A buddy and i also saw the whale.......man he was huge!!!!! He was right on the sandbar!!!!


----------



## Chris V (Oct 18, 2007)

A Fin or Finback Whale usually has a whitish sadle behind the head and its hard to tell if its there in the photo. Finbacks are generally uncommon in our area so I would say its either a Sei (pronounced "Say") or a Bryde's (Broo-des) Whale. They are the 2 most common baleen whales in the gulf and the physical characteristics match both but without a better pic its hard to tell which.

Very cool by the way.

We found a dead bottlenose dolphin 8 miles offshore today. Not quite as great of a story.


----------



## bullminnow (Mar 2, 2008)

This is a picture off the internet. Everything in this picture is the way it looked to us when we saw it. I really wish I had a camera and could have snapped better pics. All pics were taken from a cell phone. These whales were heavily hunted in the twentieth century and are considered an endangered species. They can reach lengths up to 88 ft long! They are the second largest mammal to the Blue Whale.


----------



## littlezac (Jun 25, 2009)

i saw it swim by the peir today.


----------



## Pier#r (Oct 2, 2007)

It may be a Fin whale, or a Sperm whale like the one we saw from Navarre & Pcola Bch piers in 2004...

http://www.pensacolafishingforum.com/forum/forums/thread-view.asp?tid=524&posts=5

Either way this man would very much like to hear about it (he may be able to provide a positive ID too)

Thomas D. Pitchford 
Wildlife Biologist 
Florida Fish and Wildlife Conservation Commission 
Florida Marine Research Institute 
Marine Mammal Pathobiology Lab 
3700 54th Avenue South 
St.
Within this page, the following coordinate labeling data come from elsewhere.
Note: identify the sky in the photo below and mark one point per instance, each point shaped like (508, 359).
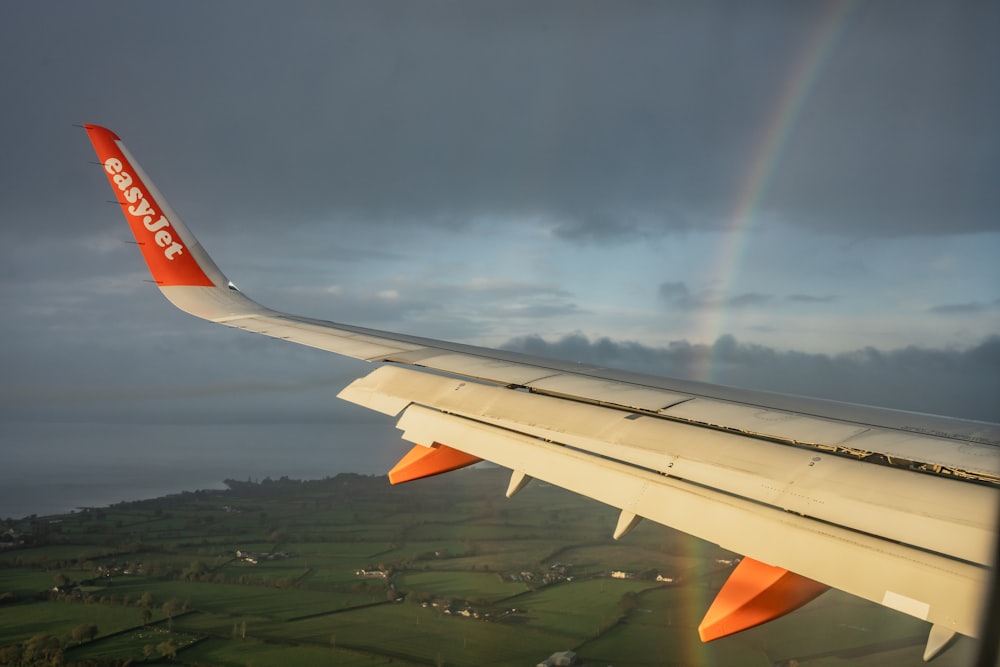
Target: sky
(797, 197)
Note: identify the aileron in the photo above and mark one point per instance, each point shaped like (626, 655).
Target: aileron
(801, 486)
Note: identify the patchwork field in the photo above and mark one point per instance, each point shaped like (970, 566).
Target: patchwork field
(350, 571)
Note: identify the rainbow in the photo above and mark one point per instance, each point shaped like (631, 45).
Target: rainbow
(819, 46)
(769, 148)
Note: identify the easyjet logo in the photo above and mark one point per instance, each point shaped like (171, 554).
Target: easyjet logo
(140, 209)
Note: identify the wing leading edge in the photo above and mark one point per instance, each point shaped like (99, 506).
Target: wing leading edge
(897, 508)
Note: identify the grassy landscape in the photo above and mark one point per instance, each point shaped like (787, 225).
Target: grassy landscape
(350, 571)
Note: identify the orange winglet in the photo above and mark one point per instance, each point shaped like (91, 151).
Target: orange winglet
(756, 593)
(422, 462)
(156, 228)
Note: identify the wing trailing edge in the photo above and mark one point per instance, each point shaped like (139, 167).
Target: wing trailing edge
(814, 488)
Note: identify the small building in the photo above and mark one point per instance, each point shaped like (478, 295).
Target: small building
(560, 659)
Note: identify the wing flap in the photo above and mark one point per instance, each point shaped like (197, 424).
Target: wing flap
(942, 590)
(919, 510)
(747, 470)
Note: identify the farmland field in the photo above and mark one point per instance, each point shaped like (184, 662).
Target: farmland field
(350, 571)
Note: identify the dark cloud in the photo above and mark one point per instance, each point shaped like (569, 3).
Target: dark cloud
(955, 383)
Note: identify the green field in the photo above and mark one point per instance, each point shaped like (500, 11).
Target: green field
(467, 578)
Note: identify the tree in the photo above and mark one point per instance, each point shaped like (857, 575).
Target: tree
(628, 602)
(167, 649)
(84, 632)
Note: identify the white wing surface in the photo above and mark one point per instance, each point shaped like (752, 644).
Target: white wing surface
(897, 508)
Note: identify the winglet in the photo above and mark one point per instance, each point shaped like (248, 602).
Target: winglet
(172, 253)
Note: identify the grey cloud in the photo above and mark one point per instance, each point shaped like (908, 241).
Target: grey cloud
(971, 308)
(809, 298)
(678, 295)
(957, 383)
(616, 121)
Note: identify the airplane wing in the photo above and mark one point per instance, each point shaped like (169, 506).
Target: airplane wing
(894, 507)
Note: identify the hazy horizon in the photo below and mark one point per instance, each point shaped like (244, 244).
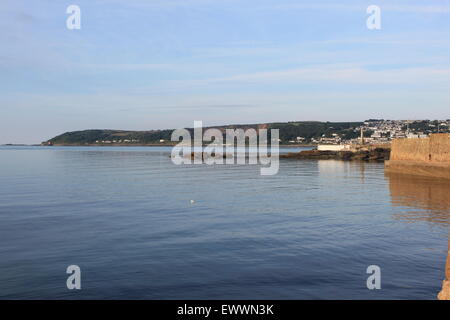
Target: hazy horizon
(143, 65)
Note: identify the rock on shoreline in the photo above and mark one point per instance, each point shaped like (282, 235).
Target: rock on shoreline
(375, 154)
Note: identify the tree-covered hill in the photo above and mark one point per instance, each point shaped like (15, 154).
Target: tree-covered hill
(289, 131)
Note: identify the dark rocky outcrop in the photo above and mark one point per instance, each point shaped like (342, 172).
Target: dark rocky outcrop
(375, 154)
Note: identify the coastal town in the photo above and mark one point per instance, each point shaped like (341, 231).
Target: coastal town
(379, 131)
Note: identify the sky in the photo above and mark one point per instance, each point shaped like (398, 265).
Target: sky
(158, 64)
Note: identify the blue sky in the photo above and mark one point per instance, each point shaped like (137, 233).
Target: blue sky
(157, 64)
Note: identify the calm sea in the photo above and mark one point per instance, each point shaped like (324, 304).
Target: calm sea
(125, 216)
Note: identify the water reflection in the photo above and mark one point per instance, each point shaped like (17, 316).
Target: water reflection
(432, 198)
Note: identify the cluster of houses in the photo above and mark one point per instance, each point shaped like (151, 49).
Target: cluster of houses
(384, 131)
(117, 141)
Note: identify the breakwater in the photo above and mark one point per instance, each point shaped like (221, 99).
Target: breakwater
(361, 153)
(427, 157)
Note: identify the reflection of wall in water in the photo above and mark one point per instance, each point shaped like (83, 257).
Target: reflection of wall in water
(432, 198)
(431, 195)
Petersburg, FL 33711 
Ph: 727/893-2904 
Fx: 727/893-2907 

*Tom*.*Pitchford*@MyFWC.com

Please report the sighting by calling the following numbers with an accurate location and description of the sighting: 

In Florida, call *FWC?s Wildlife Alert Toll-Free Number* 1-888-404-FWCC (1-888-404-3922) Cellular phone customers - *FWC or #FWC


----------



## Inn Deep (Oct 3, 2007)

We went surf fishing that way yesterday. As soon as my brother looked out into the water he saw a whale. It didn't come up again so I thought Yea Right. I guess I believe him now! Cool photos!


----------



## jw1973 (Feb 8, 2009)

I posted on the inshore reports that we spotted a whale in the bay on Saturday. I didn't actually see it but 3 of my crew did. They reported that it looked like a 30 ft submarine. I mentioned this report to them and showed them the pictures last night and they all said this was what they saw. We were just East of where the Lexington used to dock.


----------



## Max_Power (May 11, 2009)

Bryde's whale.



NOAA and some of the local wildlife rescue organization have been keeping tabs on it.


----------



## kingling (Apr 10, 2008)

we saw it also we were about a mile off the beach right in line with portinfino.....something ill never forget


----------



## Nat (Oct 10, 2007)

Is this an April fools joke?


----------



## gator7_5 (Oct 4, 2007)

A buddy of mine called me Sunday and said he saw a huge whale in the bay just inside the pass. I told him he was F.O.S.. . Guess he wasn't.


----------



## PELAGIC PIRATE (Oct 10, 2007)

I saw the whale Sunday on my way back from Pensacola to Panama City, and my buddy thought i was crazy . It came up once and blew one big plume of water. I thought to myself i was crazy too as it did not come up again.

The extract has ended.